VTarbel: Targeted Label Attack with Minimal Knowledge on Detector-enhanced Vertical Federated Learning

TL;DR

This paper introduces VTarbel, a novel attack framework that effectively induces targeted misclassification in detector-enhanced vertical federated learning systems while evading anomaly detection, exposing significant security vulnerabilities.

Contribution

VTarbel is the first minimal-knowledge, two-stage attack framework designed to bypass detector-enhanced VFL defenses, demonstrating superior performance over existing methods.

Findings

VTarbel outperforms four baseline attacks across multiple datasets and models.

It successfully evades detection by anomaly detectors in VFL systems.

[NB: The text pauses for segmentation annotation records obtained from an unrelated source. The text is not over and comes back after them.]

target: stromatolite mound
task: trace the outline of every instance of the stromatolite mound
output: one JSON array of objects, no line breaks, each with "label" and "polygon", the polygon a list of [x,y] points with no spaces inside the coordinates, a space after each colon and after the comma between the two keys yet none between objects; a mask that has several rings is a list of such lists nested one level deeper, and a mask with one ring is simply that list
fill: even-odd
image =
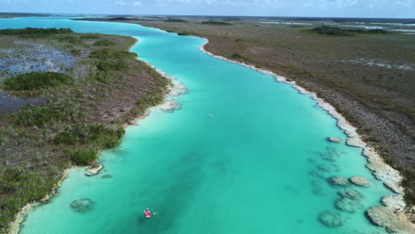
[{"label": "stromatolite mound", "polygon": [[342,197],[342,198],[348,198],[348,199],[363,199],[364,196],[362,193],[360,193],[359,191],[356,191],[356,190],[345,190],[345,191],[339,191],[339,194]]},{"label": "stromatolite mound", "polygon": [[338,209],[348,213],[355,213],[364,207],[359,199],[352,199],[348,198],[341,198],[336,200],[334,205]]},{"label": "stromatolite mound", "polygon": [[341,176],[333,176],[329,179],[330,183],[337,186],[346,186],[348,184],[348,180]]},{"label": "stromatolite mound", "polygon": [[351,177],[350,181],[358,186],[362,186],[362,187],[369,186],[369,182],[364,177]]},{"label": "stromatolite mound", "polygon": [[402,234],[414,233],[415,224],[408,221],[401,212],[387,207],[376,207],[367,211],[367,215],[376,225],[385,227],[388,231]]},{"label": "stromatolite mound", "polygon": [[341,216],[334,211],[325,211],[318,215],[318,220],[326,227],[335,228],[343,224]]},{"label": "stromatolite mound", "polygon": [[323,172],[339,172],[340,169],[334,164],[320,164],[317,166],[317,169]]},{"label": "stromatolite mound", "polygon": [[320,152],[320,157],[328,161],[336,161],[338,158],[340,158],[339,152],[337,152],[336,149],[333,147],[326,147],[326,151],[325,152]]},{"label": "stromatolite mound", "polygon": [[334,142],[334,143],[340,143],[341,142],[341,139],[339,137],[328,137],[327,140],[329,142]]},{"label": "stromatolite mound", "polygon": [[90,199],[82,199],[74,200],[71,202],[71,208],[76,213],[87,213],[90,212],[93,207],[95,206],[95,202]]}]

The attack reveals critical security vulnerabilities in current VFL deployments.

Abstract

Vertical federated learning (VFL) enables multiple parties with disjoint features to collaboratively train models without sharing raw data. While privacy vulnerabilities of VFL are extensively-studied, its security threats-particularly targeted label attacks-remain underexplored. In such attacks, a passive party perturbs inputs at inference to force misclassification into adversary-chosen labels. Existing methods rely on unrealistic assumptions (e.g., accessing VFL-model's outputs) and ignore anomaly detectors deployed in real-world systems. To bridge this gap, we introduce VTarbel, a two-stage, minimal-knowledge attack framework explicitly designed to evade detector-enhanced VFL inference. During the preparation stage, the attacker selects a minimal set of high-expressiveness samples (via maximum mean discrepancy), submits them through VFL protocol to collect predicted labels, and uses these pseudo-labels to train estimated detector and surrogate model on local features. In attack stage, these models guide gradient-based perturbations of remaining samples, crafting adversarial instances that induce targeted misclassifications and evade detection. We implement VTarbel and evaluate it against four model architectures, seven multimodal datasets, and two anomaly detectors. Across all settings, VTarbel outperforms four state-of-the-art baselines, evades detection, and retains effective against three representative privacy-preserving defenses. These results reveal critical security blind spots in current VFL deployments and underscore urgent need for robust, attack-aware defenses.